You find friends (and relationships) by doing what interest you and venturing out to explore new things. Look to see what free activities are available in your area. The newspaper might publish it. Talk to people everywhere.

Planes, trains, automobiles. Airlines, Amtrak and buses go everywhere, but start your travel close by if money is tight.

@SuperGeo5999, yes, I do love my husband, and I know he loves me and our daughter. His family history does affect him, of course. Because he was an abused child over many years, he is far more sensitive about some things that other people say and do that do not bother me or most people at all. But no one ever knows anything about his background unless he tells them. His background has not prevented him from having a good life, getting educated, or having a good family. He has benefited from counseling from time to time in the past when he didn’t feel like he was handling things well and my support wasn’t enough to help him over whatever hurdle he was dealing with.

You too can have a good life. It’s not easy though, it takes consistent effort, might require counseling from time to time, but the pay off in the end is worth it.

@NorthernMom61 what is your background, degree,and profession? Do you have a good family of origin that you share with your husband? I’ve though too that Maybe someday I’ll have a wife that’ll have a good family of origin to share with me that would be called my In-law family.

I have a graduate degree in a mental health field. I do have a stronger family or origin than my husband and he enjoys my family a great deal. It could happen for you. You are young and have a lot of growing to do yet.

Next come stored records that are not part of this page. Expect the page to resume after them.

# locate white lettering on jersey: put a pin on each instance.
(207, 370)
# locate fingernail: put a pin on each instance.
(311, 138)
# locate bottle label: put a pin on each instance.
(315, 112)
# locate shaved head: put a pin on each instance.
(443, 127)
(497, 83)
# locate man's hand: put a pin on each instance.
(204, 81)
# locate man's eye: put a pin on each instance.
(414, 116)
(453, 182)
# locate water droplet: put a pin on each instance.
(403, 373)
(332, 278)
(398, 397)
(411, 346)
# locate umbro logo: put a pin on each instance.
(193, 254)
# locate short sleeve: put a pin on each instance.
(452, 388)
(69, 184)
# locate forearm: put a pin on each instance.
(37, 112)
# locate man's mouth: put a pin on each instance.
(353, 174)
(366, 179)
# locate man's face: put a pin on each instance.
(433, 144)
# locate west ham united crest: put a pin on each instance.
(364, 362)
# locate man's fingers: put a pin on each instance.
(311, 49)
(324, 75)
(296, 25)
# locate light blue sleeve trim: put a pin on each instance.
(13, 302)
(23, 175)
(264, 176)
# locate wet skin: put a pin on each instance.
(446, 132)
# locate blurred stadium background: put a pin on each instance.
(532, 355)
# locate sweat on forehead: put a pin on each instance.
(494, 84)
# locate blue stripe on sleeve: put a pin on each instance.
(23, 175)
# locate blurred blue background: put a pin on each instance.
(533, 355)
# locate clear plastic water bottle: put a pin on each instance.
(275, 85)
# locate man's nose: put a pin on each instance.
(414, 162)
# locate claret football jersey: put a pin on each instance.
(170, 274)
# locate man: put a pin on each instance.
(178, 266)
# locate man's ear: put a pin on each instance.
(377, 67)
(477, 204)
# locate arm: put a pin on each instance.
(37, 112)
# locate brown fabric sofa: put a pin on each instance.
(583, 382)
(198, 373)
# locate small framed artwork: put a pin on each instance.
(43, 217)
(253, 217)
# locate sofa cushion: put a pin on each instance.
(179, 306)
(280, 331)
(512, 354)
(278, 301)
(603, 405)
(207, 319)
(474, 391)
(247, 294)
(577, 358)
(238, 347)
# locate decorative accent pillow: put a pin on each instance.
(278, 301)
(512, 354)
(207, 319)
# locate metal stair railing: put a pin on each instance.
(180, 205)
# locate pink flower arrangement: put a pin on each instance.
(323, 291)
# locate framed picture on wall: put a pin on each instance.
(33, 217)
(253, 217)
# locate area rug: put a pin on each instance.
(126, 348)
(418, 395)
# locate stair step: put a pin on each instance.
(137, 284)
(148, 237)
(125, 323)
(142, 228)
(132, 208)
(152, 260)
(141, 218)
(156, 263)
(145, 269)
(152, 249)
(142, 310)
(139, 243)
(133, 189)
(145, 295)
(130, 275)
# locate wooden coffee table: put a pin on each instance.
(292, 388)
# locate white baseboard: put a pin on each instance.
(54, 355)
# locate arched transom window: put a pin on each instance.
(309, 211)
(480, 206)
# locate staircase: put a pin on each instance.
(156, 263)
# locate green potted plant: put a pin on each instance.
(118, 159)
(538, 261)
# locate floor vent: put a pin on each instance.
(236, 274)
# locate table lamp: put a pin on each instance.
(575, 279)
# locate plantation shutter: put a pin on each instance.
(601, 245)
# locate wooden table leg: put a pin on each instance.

@NorthernMom61 how did your husband get involved in a camp? What other steps or things do you reccomend doing to find people? Was your husband abused physically or mentally? I was mostly abused mentally by moms x-husband but it hurts me more becusse I’m autistic.the good news is I still live with my mom so she didn’t just abandon me and I have a fairly good relationship with my brother (he picked on me growing up just like a lot of sibling do) And the only problem Is we are different because he thinks I should go to trade school instead of college but don’t wanna do that and he isn’t into traveling like I am but it’s the other people such as aunts,uncles,cousins,and grandmas that I have trouble with and losing family members from death becuase my grandpa,great grandpa,and two cousins that I had good relationships with pass away.

The career center and job boards at your school may be a great place to start for looking for camp jobs. He had lifeguard and boating instructor certifications and I am sure that helped. I think he got those through the Red Cross. We didn’t have Google then. There are lots of things you can search for on the internet like camp counseling jobs.

@erichioro can you relate to this in any way?

I understand that, OP. There are countless people in the same situation so don’t let this break you. As life goes on, you’ll have the chance to create your own family. Family isn’t blood, it’s the people that love you.

Tho is a chance to start your own traditions. Although I spend some holidays with friends, there are certainly things that I do every year without fail. For example, I always watch A Charlie Brown Thanksgiving to Thanksgiving (for Thanksgiving!) and Love Actually for Christmas. The traditions make me feel like I’m carving out something to do with my future children.

As do how to find friends, do what you love-as someone else suggested-and you’ll find friends naturally in those groups.

@SuperGeo5999 I can’t really relate to this. My dad did pass away when I was a kid, but other than that I am very close with the rest of my family.

@erichioro I thought maybe you could relate becuase you’ve been able to relate to and give advice on My other issues I posted on my other threads such as doing poorly in academics, soda addiction, not liking work, and not being involved in extracurricular activities. are you able to travel a lot? Did go to prom in high school? Those are two other threads I’m seeking advice on!